The board of directors of Delta Air Lines, Inc. (NYSE:DAL) approved a new $2 billion shares buyback program, and a 50% increase in its quarterly dividend.
According to the company, the new $2 billion share repurchase authorization shall be completed no later than December 31, 2016, and it will begin paying a quarterly dividend of $0.09 per share on September this year. Its previous quarterly dividend was $0.06 per share.
Delta Air Lines, Inc (NYSE:DAL) expected to return a total of $2.75 billion capital to shareholders through the stock buyback and dividend payment by 2016.
Strengthening balance sheet
In a statement, Daniel Carp, chairman of the board of Delta Air Lines, Inc. (NYSE:DAL) said the company is furthering its commitment to its shareholders by substantially increasing its dividend, and providing a flexible vehicle to return cash through the $2 billion stock buyback program.
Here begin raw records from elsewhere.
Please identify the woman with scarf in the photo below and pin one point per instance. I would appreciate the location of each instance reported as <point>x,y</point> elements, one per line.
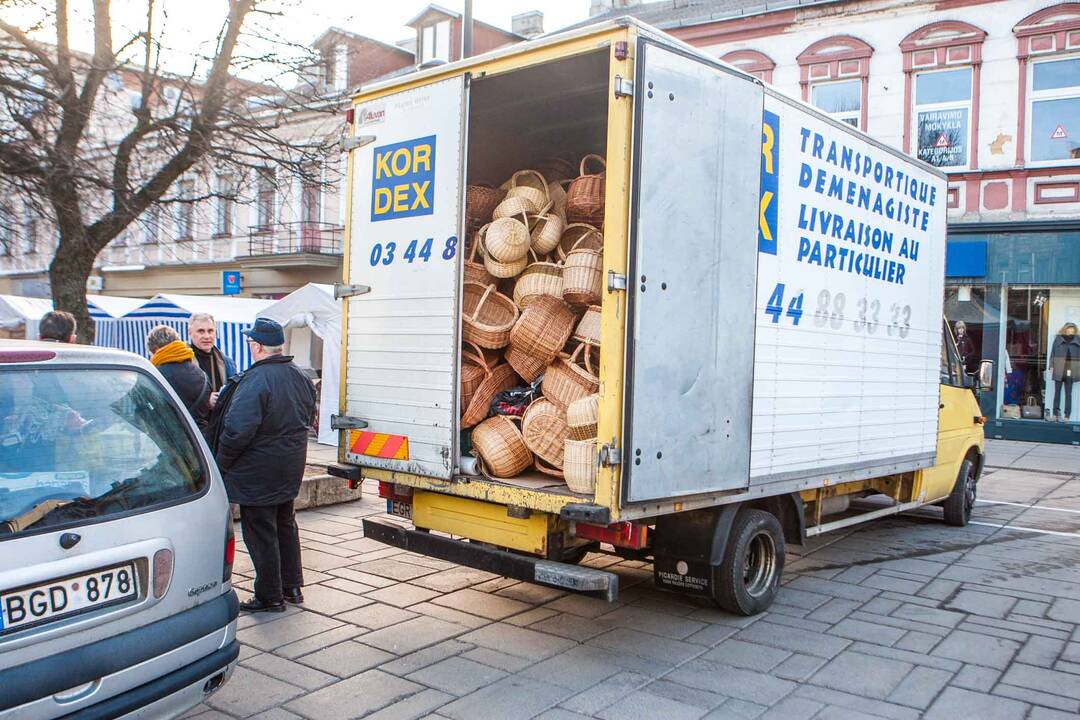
<point>175,360</point>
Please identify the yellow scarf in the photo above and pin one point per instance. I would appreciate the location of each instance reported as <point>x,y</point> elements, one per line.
<point>177,351</point>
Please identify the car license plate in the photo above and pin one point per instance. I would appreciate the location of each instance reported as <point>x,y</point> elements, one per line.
<point>400,508</point>
<point>52,600</point>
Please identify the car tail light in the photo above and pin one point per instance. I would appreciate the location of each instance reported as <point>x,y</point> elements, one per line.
<point>621,534</point>
<point>162,571</point>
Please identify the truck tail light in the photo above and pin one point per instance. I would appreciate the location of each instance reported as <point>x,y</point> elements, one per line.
<point>620,534</point>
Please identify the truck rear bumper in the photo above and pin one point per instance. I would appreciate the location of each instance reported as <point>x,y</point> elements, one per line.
<point>501,562</point>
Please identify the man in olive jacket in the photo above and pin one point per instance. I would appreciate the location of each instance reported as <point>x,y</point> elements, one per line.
<point>259,435</point>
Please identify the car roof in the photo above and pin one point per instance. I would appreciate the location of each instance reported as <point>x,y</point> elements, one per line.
<point>67,353</point>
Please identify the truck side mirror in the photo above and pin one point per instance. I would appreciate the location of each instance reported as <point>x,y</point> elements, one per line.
<point>985,376</point>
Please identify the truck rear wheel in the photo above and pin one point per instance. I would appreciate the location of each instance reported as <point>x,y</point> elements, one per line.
<point>748,574</point>
<point>961,501</point>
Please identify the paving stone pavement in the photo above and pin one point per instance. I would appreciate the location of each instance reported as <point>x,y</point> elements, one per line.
<point>900,619</point>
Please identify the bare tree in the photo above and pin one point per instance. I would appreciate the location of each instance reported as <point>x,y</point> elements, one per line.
<point>93,166</point>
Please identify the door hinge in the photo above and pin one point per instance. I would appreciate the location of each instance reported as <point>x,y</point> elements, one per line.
<point>345,422</point>
<point>342,290</point>
<point>353,141</point>
<point>616,282</point>
<point>610,456</point>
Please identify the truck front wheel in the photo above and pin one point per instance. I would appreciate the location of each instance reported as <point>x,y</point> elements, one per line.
<point>961,501</point>
<point>747,578</point>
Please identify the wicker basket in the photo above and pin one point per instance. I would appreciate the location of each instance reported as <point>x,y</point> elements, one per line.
<point>584,198</point>
<point>538,336</point>
<point>500,378</point>
<point>579,234</point>
<point>581,417</point>
<point>544,430</point>
<point>481,201</point>
<point>487,316</point>
<point>540,279</point>
<point>579,465</point>
<point>589,326</point>
<point>500,445</point>
<point>529,186</point>
<point>565,381</point>
<point>508,239</point>
<point>583,276</point>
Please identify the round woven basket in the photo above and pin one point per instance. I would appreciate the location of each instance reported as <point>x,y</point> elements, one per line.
<point>579,465</point>
<point>581,416</point>
<point>582,276</point>
<point>500,445</point>
<point>487,316</point>
<point>584,198</point>
<point>579,234</point>
<point>540,279</point>
<point>508,239</point>
<point>544,430</point>
<point>538,336</point>
<point>589,326</point>
<point>529,186</point>
<point>500,378</point>
<point>565,381</point>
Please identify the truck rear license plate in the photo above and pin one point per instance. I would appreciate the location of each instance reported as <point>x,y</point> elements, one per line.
<point>400,508</point>
<point>53,600</point>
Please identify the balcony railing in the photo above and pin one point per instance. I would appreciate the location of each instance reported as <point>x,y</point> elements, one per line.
<point>295,238</point>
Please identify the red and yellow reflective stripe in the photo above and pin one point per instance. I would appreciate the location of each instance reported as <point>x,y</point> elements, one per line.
<point>378,445</point>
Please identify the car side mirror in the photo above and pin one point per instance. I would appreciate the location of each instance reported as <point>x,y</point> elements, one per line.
<point>985,376</point>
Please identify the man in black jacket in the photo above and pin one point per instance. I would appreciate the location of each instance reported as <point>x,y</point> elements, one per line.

“This next phase of our shareholder return program reflects the board’s confidence in Delta’s ability to sustain and improve upon its already strong financial performance,” said Carp.
He added that Delta Air Lines, Inc. (NYSE:DAL) “deployed its strong cash flows to drive value for owners by strengthening its balance sheet through debts and pension reductions” while returning significant amount of cash to shareholders.
Balanced approach to capital deployment
Delta Air Lines, Inc. (NYSE:DAL) emphasized that its financial performance and cash flow exceeded its target under its previously announced balanced capital deployment plan in May 2013. The company implemented new plans to further boost shareholder value by accelerating its initiatives to reduce debt, address pension obligations, and return cash to shareholders.
The company ended the first quarter with $9.1 billion adjusted debt, a $2.6 billion reduction since the end of 2012. Delta Air Lines, Inc. (NYSE:DAL) expected its adjusted debt to decline to $7 billion by 2015, and $5 billion by the end of 2016.
With regard to its pension obligations, the company contributed almost $1 billion for each of the year 2013 and 2014 through a combination of $700 million required minimum funding and $250 million incremental funding. Its unfunded pension liability was reduced by 25% and plans to maintain its current $1 billion annual funding level until 2020 to achieve its objective of 80% funded status.
Delta Air Lines, Inc. (NYSE:DAL) is on schedule to return $700 million cash to shareholders by early June this year—a combination of $200 dividend and completion of its original $500 million stock buyback authorization (two years ahead of its June 30, 2016 expiration date).
Delta Air Lines CEO Richard Anderson said they are setting a new standard, which is” building a company that is producing strong improvements to earnings and cash flow while also investing billion of dollars” to its people, fleet and products, and strengthening its balance sheet.
“Our strategy is producing the industry’s best employee relations, customer service and financial performance as we strive toward our goal of becoming a consistently high performing S&P 500 company,” said Anderson.